For example, in a case that reached the Israeli Supreme Court in 2019, a Cypriot company raised money from Israeli investors for a number of real estate projects in Eastern Europe, including a construction project of about 410 housing units in the Latvian capital Riga. The project failed, the investors lost their money and they demanded compensation for relying on the presentations made to them. The Court dismissed the claim and held that a false representation is a representation regarding reality that is inconsistent with the actual reality, even if it was presented negligently and even if it was presented without intent to mislead. It may refer to present or past facts, but a representation about the future is clearly something that is not a commitment.
But is every representation about the future immune from being deemed a false representation? Here the Courts in Israel have held that as far as a statement regarding the future is concerned, it may be considered a false representation if the person who made the representation about his future obligation did not intend to fulfill it in the first place. Thus, for example, the Supreme Court of Israel in 1997 rejected a claim of misrepresentation in a prospectus, with the prospectus recording an intent to merge the company with another company within three months, and found that the statement was a statement of intent and not a representation of fact. In order to show to a false presentation that gives rise to a cause of action of misrepresentation and fraud, the Court held, it must be shown that the representator did not intend to keep the promise made when given, and that this false promise was intended to motivate the other to act upon it.

Thus, a startup company that raises money and declares about its intentions and the potential of its technology, or even a company that goes public on the stock exchange and lists its future intentions in a prospectus, is not considered one that defrauds investors if the future predictions do not materialize or if it later changes its intents, unless at the time that the representations were made it had no intention of complying with the statements about the future or, we would even go one step further, if it had known at that stage that there was no chance that these future predictions would be met.

While investors reviewing representations need to understand that any representation regarding the future is not binding, naturally a company that makes representations to investors must ensure that all representations are accurate, whether representations about the past, or representations about the company’s future intentions. The line between such is not always clear because representations about a product or a technology, for example, may be binding representations - if such deal with the product's capabilities at the time of the representation or things about which it is already known at that stage that they will not materialize. For this reason, it is very important that any representation that is given is well checked.
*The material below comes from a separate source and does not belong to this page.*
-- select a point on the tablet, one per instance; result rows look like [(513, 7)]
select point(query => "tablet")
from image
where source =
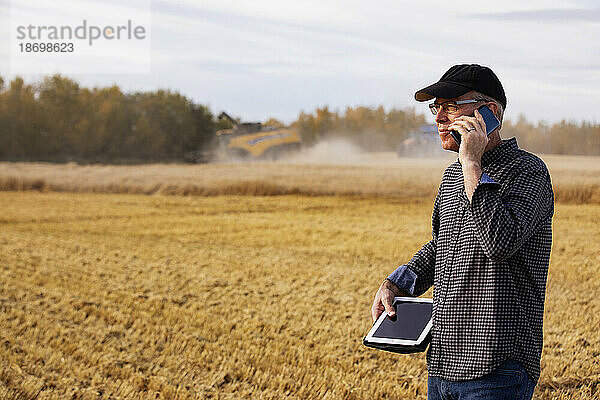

Thus, for example, when we are currently accompanying an IPO of the Israeli startup company Maris-Tech Ltd. on NASDAQ, every word that appears in the prospectus has been scrutinized from both the business, accounting and legal side, both under Israeli law and under New York law. Regardless of the legal exposure to future claims, inaccurate representations also undermine the company's credibility and its ability to raise funds in the future and especially in a start-up company, can have a material impact on the company's life.